Creía yo que nuestras experiencias eran más que suficientes para adquirir una cierta base intelectual en el destierro. Aparentemente no. Uno de mis amigos comensales me demostró precisamente todo lo contrario. “La Segunda Enmienda de la Constitución norteamericana podría ser derogada por el Congreso con la cooperación del Ejecutivo. Tal acción del estado sería completamente legal y estaría refrendada por esa misma Constitución”.

Cuando objeté como incierto semejante disparate, mi amigo casi se ofende. Para modificar la Constitución norteamericana es necesario un complicado proceso de aprobación por parte de las legislaturas estatales en exceso de las tres cuartas partes de los cincuenta estados. En la actualidad existen veintisiete enmiendas. Recientemente se ha tratado con insistencia de agregar una protegiendo la bandera norteamericana contra una profanación deliberada. A pesar de su inmensa popularidad y del respaldo de prestigiosas organizaciones de veteranos, esa iniciativa no ha tenido éxito. ¿Motivo de su fracaso? Posible conflicto con la primera enmienda. Hasta donde sé nunca se ha intentado seriamente derogar ninguna enmienda constitucional, aunque se ha hablado y escrito extensamente del tema.
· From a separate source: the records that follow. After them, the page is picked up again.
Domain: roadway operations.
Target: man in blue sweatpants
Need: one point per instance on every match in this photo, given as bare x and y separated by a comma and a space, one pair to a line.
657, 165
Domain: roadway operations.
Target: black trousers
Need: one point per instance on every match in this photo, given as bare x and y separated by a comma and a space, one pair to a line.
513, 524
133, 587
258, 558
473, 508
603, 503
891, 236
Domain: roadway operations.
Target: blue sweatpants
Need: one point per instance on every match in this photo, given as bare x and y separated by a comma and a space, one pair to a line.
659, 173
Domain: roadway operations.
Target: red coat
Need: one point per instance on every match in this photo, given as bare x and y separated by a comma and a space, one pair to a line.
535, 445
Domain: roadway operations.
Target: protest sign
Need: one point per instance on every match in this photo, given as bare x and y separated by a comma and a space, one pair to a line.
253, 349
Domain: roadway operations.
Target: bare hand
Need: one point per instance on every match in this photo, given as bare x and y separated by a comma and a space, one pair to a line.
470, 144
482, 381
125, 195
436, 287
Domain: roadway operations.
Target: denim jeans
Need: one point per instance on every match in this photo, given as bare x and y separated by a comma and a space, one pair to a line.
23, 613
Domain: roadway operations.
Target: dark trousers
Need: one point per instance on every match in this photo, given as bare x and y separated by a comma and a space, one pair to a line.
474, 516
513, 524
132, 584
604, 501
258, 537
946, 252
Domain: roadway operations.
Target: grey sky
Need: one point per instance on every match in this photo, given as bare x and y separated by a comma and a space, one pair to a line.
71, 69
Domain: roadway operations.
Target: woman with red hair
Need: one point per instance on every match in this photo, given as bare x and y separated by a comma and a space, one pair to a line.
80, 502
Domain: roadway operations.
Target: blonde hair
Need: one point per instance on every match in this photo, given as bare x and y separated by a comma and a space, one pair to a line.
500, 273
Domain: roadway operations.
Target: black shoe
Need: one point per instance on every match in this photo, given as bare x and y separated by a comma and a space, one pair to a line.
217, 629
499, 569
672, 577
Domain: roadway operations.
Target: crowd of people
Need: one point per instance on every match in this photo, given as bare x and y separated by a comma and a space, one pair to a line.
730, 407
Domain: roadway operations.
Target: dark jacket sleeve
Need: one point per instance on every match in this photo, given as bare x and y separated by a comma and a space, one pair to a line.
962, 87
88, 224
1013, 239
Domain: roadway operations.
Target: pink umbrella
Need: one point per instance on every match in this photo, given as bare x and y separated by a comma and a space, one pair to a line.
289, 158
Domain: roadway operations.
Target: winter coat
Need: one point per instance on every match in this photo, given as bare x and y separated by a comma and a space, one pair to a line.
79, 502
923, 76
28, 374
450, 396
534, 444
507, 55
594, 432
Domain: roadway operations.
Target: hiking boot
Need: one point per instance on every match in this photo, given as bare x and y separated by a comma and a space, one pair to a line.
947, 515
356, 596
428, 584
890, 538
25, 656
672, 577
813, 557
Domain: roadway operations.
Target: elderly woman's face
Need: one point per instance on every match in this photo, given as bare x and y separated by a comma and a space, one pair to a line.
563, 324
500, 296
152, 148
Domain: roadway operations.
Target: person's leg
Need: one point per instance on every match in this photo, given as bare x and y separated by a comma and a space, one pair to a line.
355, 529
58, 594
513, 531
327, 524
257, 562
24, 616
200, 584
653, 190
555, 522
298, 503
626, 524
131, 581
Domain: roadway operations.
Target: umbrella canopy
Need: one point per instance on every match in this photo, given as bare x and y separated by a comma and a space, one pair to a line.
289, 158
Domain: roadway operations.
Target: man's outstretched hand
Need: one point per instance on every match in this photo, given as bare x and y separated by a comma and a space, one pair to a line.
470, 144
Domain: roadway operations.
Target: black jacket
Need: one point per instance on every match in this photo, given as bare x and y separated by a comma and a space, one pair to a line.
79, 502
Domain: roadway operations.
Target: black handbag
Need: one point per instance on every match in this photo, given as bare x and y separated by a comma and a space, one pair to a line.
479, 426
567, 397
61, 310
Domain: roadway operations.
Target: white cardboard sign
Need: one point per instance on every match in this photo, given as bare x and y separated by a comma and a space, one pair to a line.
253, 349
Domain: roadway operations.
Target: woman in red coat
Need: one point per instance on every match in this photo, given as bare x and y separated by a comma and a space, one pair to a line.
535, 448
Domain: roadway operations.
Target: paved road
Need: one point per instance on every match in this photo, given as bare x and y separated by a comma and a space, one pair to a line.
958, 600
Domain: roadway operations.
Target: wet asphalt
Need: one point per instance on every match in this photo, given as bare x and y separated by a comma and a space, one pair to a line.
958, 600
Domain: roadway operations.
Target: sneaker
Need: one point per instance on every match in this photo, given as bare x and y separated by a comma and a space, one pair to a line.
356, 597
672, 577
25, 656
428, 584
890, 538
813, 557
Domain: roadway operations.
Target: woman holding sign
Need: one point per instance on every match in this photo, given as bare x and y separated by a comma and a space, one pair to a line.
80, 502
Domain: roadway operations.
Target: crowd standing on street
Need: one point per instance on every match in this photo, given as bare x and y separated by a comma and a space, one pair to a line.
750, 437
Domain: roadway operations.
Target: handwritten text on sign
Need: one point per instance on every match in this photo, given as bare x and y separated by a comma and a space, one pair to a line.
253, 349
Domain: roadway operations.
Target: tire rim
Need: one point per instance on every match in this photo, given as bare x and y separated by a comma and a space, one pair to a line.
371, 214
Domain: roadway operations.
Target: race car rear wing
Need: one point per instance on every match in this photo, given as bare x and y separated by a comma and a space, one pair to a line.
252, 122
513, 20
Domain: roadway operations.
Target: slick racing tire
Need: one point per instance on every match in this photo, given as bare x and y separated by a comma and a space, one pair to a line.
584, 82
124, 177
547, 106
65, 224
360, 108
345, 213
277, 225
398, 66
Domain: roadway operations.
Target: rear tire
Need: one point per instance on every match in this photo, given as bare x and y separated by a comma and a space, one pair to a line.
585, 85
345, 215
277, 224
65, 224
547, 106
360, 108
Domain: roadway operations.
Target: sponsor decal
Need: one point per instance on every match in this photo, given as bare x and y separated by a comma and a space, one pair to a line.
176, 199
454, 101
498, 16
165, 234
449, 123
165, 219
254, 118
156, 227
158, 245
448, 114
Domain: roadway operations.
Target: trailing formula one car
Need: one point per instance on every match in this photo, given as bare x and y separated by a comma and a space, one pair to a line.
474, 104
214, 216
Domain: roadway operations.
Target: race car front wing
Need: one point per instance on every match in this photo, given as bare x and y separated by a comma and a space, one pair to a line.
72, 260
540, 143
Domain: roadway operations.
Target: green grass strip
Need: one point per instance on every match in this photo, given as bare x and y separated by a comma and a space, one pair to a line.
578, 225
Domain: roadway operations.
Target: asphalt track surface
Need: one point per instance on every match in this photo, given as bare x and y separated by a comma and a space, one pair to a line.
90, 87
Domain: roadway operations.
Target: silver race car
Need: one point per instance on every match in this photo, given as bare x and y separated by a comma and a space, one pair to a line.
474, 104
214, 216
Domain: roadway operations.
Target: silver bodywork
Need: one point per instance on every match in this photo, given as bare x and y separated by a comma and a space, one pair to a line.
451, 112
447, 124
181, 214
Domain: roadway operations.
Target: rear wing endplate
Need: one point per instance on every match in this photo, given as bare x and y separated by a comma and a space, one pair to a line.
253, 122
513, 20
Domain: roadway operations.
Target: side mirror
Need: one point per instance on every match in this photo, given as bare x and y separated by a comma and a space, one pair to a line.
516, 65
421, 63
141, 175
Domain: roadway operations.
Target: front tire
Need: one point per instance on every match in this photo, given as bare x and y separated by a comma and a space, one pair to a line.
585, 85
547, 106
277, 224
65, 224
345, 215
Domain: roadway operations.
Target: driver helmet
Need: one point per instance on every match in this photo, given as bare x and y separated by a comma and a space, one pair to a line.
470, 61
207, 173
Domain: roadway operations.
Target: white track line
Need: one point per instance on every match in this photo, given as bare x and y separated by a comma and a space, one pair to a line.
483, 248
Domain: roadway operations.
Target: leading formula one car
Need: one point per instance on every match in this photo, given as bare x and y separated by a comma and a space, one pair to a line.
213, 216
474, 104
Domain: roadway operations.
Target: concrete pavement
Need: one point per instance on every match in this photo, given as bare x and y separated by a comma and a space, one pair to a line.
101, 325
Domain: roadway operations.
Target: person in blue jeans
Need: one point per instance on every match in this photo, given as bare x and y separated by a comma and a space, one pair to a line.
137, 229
El inicio del intercambio de ideas se originó por mi pobre opinión sobre uno de esos políticos profesionales que hace más de tres décadas vive del erario público en California. Mi amigo objetó mi clasificación del individuo. Respeto su opinión, pero de lo que él consideró como un “debate”, concluí que su manera de valorar el proceso electoral como único fundamento a una sociedad libre, es erróneo. A la salud social lo que realmente importa es la civilidad de la instituciones. El proceso electoral es solamente el mecanismo que dentro del marco constitucional selecciona los temporales servidores públicos. La medida de esa salud social se determina por el sacrosanto respeto a inalienables derechos, que por definición son siempre individuales. A eso aspiraban los sabios fundadores de esta república norteamericana, que ya va por la mitad de su tercer siglo.

Esas diferencias fundamentales tiene Estados Unidos incluso con otras llamadas democracias, en las que los derechos individuales, con la ya dudosa excepción de Gran Bretaña, no son la fuente de las instituciones, sino al revés. Apreciación de estas realidades, profundamente conocidas de algunos de nuestros próceres como Agramonte y Martí, constituyen nuestra mejor arma en la lucha por lograr algún día una Cuba libre y en ella una república duradera, si es que ese es nuestro objetivo.

Y la ignorancia de ellas es quizás el peor enemigo de nuestras libertades, no importa quiénes seamos, quiénes creemos que somos, dónde vivamos, o a qué aspiremos.